É uma questão que se discute há muito tempo. É preciso discuti-la com as pessoas que vivem na Fonte da Telha. Mas o que é certo é que aquilo não pode ser um núcleo turístico. Não pode ser um sítio onde nasçam hotéis porque aquela é uma paisagem protegida e temos que mantê-la assim. Nesse nível nada foi resolvido.

 

É incompreensível que o prolongamento do metro não esteja nas candidaturas ao PRR

Ao nível da mobilidade como avalia o último mandato?

Nesse nível não creio que se tenha avançado muito. Grande parte da obra desta Câmara são rotundas e o que eles consideram ser melhorias ao nível do tráfego rodoviário. Há duas ou três rotundas que não vou negar que faziam falta, mas isso não pode ser a política de uma Câmara.

 

Que medidas defende o Bloco de Esquerda neste sector?

Temos que investir em transporte coletivo até devido à questão ambiental. Não aguentamos estes níveis de poluição e temos compromissos a cumprir. Temos que pensar como melhoramos a qualidade de vida das pessoas, ao mesmo tempo que protegemos o ambiente. É absolutamente essencial investir na mobilidade suave, nas ciclovias. E nesse aspeto pouca coisa foi feita. Nós insistimos muito no Flexibus, mas é evidente que houve aí um desinvestimento.

 

Como analisa o papel da WeMob?

Houve um aumento brutal de capital na Ecalma —agora chamada de WeMob— para a transformar numa coisa que não percebemos o que é. É uma empresa que devia ter como objetivo promover a mobilidade. Do nosso ponto de vista, poderia ter redes de bicicletas partilhadas, podia construir parques de estacionamento gratuitos nas proximidades dos transportes públicos para impedir que haja mais carros a circular. Podia ter criado uma rede de Flexibus que chegasse a outras freguesias.

 

Em Almada há um problema estrutural ao nível do estacionamento porque os passeios estão ocupados com carros. Como é que isso se soluciona?
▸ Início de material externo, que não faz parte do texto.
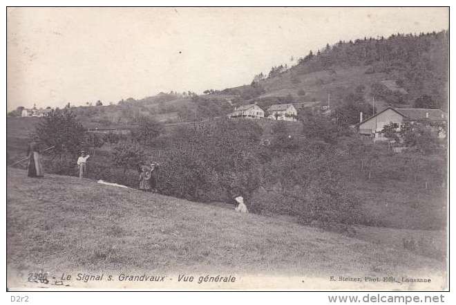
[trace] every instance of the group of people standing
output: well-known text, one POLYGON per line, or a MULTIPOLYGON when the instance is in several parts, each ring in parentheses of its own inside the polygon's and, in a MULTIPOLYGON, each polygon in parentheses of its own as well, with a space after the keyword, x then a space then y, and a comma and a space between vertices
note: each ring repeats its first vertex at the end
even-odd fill
MULTIPOLYGON (((44 174, 44 168, 41 163, 41 156, 39 145, 36 142, 31 142, 28 145, 27 149, 27 156, 28 158, 28 176, 29 177, 42 177, 44 174)), ((77 158, 77 165, 79 167, 79 177, 84 178, 86 172, 87 159, 90 156, 82 151, 77 158)), ((138 165, 138 172, 140 174, 139 189, 142 192, 157 192, 157 170, 158 163, 152 162, 150 164, 141 164, 138 165)), ((234 198, 235 210, 240 213, 248 213, 244 198, 242 196, 237 196, 234 198)))

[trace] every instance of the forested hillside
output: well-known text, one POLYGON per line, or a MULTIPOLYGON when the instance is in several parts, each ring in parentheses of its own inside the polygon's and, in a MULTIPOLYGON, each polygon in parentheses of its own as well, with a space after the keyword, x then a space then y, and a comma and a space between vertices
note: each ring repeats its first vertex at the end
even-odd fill
MULTIPOLYGON (((322 46, 291 67, 278 65, 252 75, 251 84, 222 90, 161 93, 117 104, 75 107, 88 127, 126 126, 150 116, 161 122, 200 120, 229 113, 233 105, 257 102, 264 107, 285 102, 328 102, 332 107, 365 103, 381 110, 397 107, 446 111, 448 32, 360 37, 322 46)), ((368 109, 366 109, 368 110, 368 109)))

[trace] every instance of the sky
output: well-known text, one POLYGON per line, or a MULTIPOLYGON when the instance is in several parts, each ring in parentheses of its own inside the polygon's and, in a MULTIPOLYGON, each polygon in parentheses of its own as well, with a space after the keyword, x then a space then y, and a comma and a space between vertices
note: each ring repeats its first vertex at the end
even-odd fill
POLYGON ((8 8, 7 109, 250 84, 339 40, 448 28, 446 8, 8 8), (292 57, 294 61, 292 62, 292 57))

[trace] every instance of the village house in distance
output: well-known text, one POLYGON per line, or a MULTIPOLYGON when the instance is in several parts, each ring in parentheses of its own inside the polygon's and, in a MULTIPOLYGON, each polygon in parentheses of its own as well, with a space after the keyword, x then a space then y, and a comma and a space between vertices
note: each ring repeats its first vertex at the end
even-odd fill
POLYGON ((230 118, 247 118, 260 119, 265 118, 265 111, 256 104, 241 105, 234 107, 234 111, 229 114, 230 118))
MULTIPOLYGON (((21 109, 17 109, 17 110, 21 110, 21 109)), ((49 113, 52 112, 52 111, 53 110, 49 108, 46 108, 46 109, 37 109, 37 106, 34 104, 33 108, 32 108, 31 109, 23 108, 20 111, 20 115, 22 118, 30 117, 30 116, 43 117, 43 116, 48 115, 49 113)))
MULTIPOLYGON (((392 123, 399 131, 403 122, 415 123, 422 121, 444 122, 446 122, 446 115, 440 109, 388 107, 366 120, 363 120, 361 112, 359 121, 358 130, 360 134, 373 136, 374 140, 386 140, 388 139, 383 136, 382 131, 384 127, 389 124, 392 123)), ((431 128, 437 133, 438 138, 446 138, 444 130, 437 130, 432 127, 431 128)))
POLYGON ((293 104, 277 104, 272 105, 267 110, 267 118, 282 121, 298 120, 298 111, 293 104))

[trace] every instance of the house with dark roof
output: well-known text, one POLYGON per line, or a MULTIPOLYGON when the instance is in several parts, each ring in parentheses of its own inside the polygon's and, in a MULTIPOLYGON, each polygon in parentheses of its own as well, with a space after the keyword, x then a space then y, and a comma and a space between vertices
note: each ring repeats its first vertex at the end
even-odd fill
POLYGON ((228 116, 230 118, 246 118, 260 119, 265 118, 265 111, 256 104, 241 105, 234 107, 234 111, 228 116))
POLYGON ((282 121, 298 120, 298 111, 293 104, 276 104, 267 110, 267 118, 282 121))
MULTIPOLYGON (((388 107, 375 115, 363 120, 360 113, 358 131, 360 134, 373 136, 375 140, 386 140, 382 133, 383 127, 392 123, 399 131, 403 122, 446 122, 446 114, 440 109, 388 107)), ((445 138, 443 131, 437 131, 439 138, 445 138)))

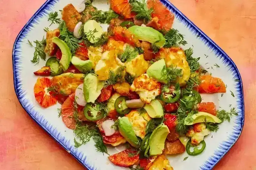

Em primeiro lugar, temos que precisar menos do carro. Isso é essencial. Retirar carros da cidade. Fazer com que as pessoas precisem menos do carro, utilizando mais os transportes públicos ou meios alternativos. Mas para isso é preciso criar condições. Aí a Câmara não tem todas as culpas. Acho incompreensível que o prolongamento do metro não esteja nas candidaturas ao PRR, porque analisando o histórico de investimento na margem sul, significa que não vai haver prolongamento do metro.

 

Ao nível do transporte rodoviário, a TST vai manter a operação no concelho de Almada.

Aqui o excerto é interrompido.